A cure for spam? Sadly not

Sender authentication will almost certainly become a de facto standard part of the Internet's email infrastructure over the next few years, but it will not stop the spam problem by itself.

Microsoft, in a refreshing break from its usual standards strategy, has merged its Caller ID For Email specification with that of a competing independent project, Sender Policy Framework. The merged spec, now called Sender ID, is going through the Internet Engineering Task Force and is already gaining significant support.

SPF is already supported by tens of thousands of email servers, and Sender ID will be backwards compatible. Some companies are deploying SPF now with that in mind. Some of the biggest email providers in the world, namely AOL, Microsoft, and Yahoo are promoting Sender ID, along with Comcast and EarthLink in the US, and BT in the UK. Sendmail is adding support to its mail transfer agents.

Sender ID is expected to be relatively simple to deploy, requiring little ongoing maintenance. In essence, all you need to do is publish the IP addresses of approved outgoing email MTAs in your domain name records.

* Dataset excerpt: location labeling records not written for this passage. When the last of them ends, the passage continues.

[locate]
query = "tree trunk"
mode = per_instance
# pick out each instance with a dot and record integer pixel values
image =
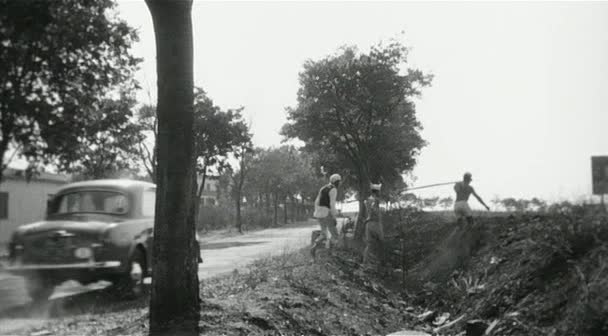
(174, 303)
(360, 228)
(285, 210)
(276, 209)
(197, 194)
(294, 209)
(239, 225)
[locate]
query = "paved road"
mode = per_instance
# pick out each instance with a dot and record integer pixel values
(221, 255)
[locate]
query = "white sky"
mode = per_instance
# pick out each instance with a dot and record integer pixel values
(520, 95)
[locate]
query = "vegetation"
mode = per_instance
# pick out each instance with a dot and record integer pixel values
(59, 84)
(356, 116)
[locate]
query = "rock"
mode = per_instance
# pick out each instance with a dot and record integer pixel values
(441, 319)
(409, 333)
(475, 328)
(427, 316)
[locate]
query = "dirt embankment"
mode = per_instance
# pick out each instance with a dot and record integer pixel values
(523, 275)
(518, 275)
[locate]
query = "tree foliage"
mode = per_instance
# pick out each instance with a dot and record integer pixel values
(355, 112)
(217, 133)
(59, 61)
(110, 143)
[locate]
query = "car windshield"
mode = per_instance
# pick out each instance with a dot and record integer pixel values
(90, 201)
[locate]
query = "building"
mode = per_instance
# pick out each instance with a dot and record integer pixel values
(22, 201)
(210, 191)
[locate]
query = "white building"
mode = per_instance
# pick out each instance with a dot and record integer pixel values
(23, 202)
(209, 195)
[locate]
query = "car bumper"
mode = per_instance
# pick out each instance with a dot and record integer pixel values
(71, 266)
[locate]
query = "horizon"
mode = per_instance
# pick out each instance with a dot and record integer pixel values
(521, 106)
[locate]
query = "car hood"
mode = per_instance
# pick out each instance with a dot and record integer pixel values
(88, 228)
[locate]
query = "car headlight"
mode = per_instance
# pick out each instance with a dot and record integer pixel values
(83, 253)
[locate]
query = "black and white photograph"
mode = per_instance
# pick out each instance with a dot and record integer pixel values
(303, 168)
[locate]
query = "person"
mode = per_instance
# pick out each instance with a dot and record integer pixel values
(463, 190)
(374, 232)
(326, 213)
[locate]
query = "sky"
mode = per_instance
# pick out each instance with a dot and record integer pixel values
(519, 96)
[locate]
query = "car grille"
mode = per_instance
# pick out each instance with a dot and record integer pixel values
(46, 248)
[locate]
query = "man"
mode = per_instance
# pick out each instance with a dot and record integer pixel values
(326, 213)
(463, 190)
(374, 233)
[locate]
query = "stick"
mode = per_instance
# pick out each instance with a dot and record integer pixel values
(428, 186)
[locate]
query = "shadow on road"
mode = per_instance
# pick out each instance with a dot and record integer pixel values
(95, 302)
(223, 245)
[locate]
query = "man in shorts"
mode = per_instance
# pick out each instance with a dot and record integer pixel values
(463, 190)
(374, 232)
(326, 213)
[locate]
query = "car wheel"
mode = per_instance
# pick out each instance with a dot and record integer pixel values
(131, 284)
(39, 288)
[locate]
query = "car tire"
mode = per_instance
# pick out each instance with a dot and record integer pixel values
(130, 285)
(39, 288)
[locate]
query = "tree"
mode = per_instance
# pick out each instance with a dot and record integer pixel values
(109, 145)
(245, 155)
(216, 134)
(54, 78)
(146, 149)
(174, 304)
(355, 110)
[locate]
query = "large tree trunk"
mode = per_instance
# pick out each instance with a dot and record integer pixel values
(174, 304)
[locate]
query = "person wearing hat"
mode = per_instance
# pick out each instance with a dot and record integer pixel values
(463, 190)
(326, 213)
(374, 233)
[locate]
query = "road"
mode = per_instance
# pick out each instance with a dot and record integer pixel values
(221, 255)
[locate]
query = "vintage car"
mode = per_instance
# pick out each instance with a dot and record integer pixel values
(93, 230)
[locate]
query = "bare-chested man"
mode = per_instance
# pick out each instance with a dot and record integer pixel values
(463, 190)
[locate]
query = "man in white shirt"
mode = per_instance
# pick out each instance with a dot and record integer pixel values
(326, 213)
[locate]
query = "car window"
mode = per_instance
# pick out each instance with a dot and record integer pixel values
(91, 201)
(148, 203)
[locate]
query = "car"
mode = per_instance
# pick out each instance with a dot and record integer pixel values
(93, 230)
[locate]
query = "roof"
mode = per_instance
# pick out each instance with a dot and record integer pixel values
(110, 183)
(19, 174)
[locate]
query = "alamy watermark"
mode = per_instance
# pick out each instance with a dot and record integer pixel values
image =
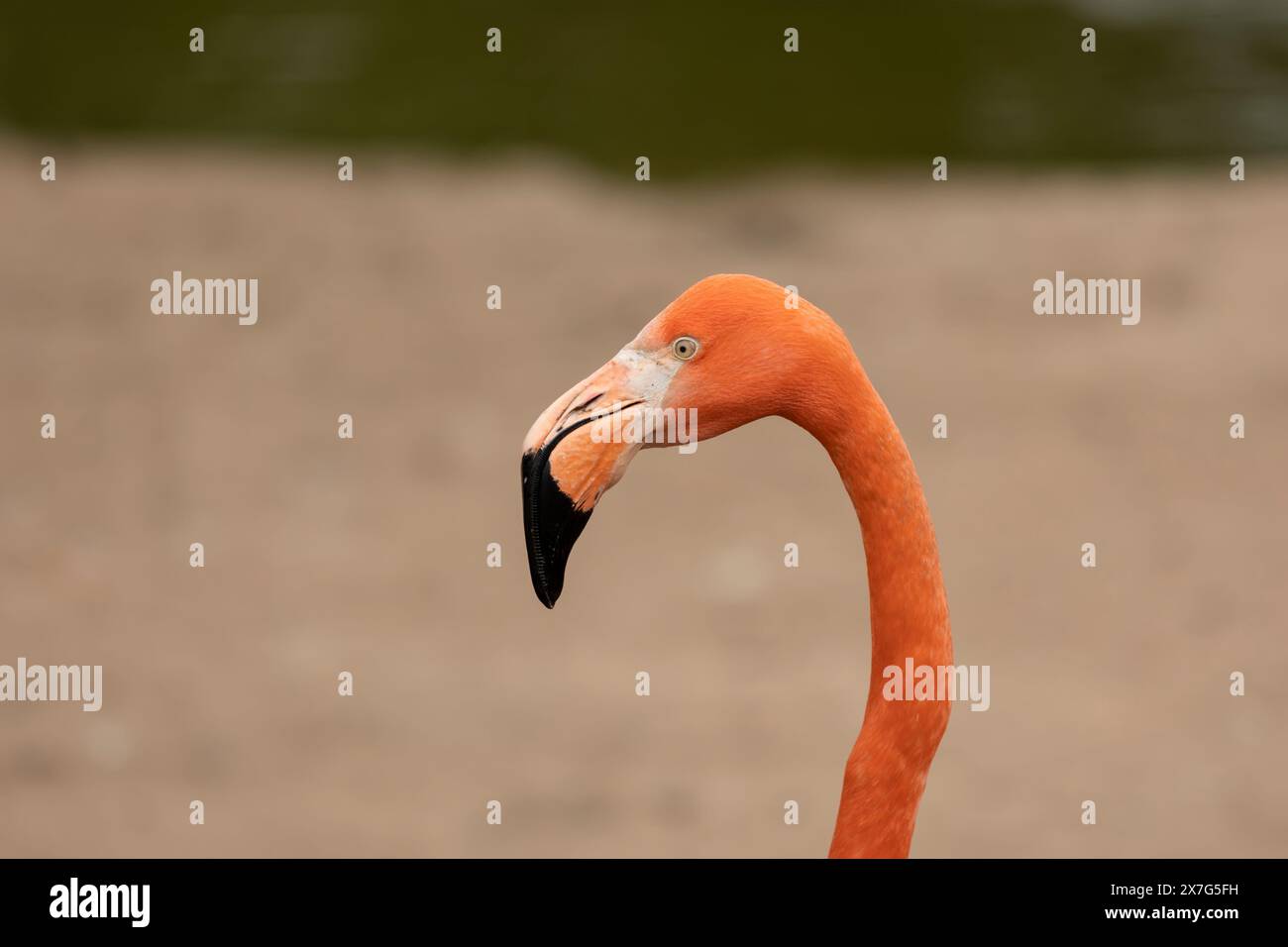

When your users send email, the recipient can make sure the mail is coming from authorized IP addresses by checking the DNS for the domain in the "From:" field.

The spec is designed to mitigate the problem that a good 95 per cent of spam, not to mention joe-jobs (spam forged to appear as though it came from an innocent party) and email worms, use spoofed From: information to hide their source. Fortunately, it's a lot harder to spoof source IP addresses, although it is possible. Experts point out that if hackers gain the ability to forge IP addresses on a large scale, we'll have bigger problems to worry about than spam.

Sender ID won't solve the spam problem. At first nobody will make an accept/deny filtering decision based purely on the fact that the sender is authenticated, but they will likely use it as a heavily weighted factor to consider during a spam scoring operation.

There are also many legitimate reasons why a good email may originate from an IP address outside the authorized range, mainly to do with remote and traveling workers and mobile devices. It should also be considered that spammers will very probably start to publish their own Sender ID records, meaning the authentication will be pointless. There's also the problem that a compromised MTA could be used to send spam.

While Sender ID will not be a cure-all for spam or worms, it will probably do a good job of reducing the number of phishing attacks. The rate of adoption and support being seen in the industry means it will soon no longer be a question of if it will become the norm, but when.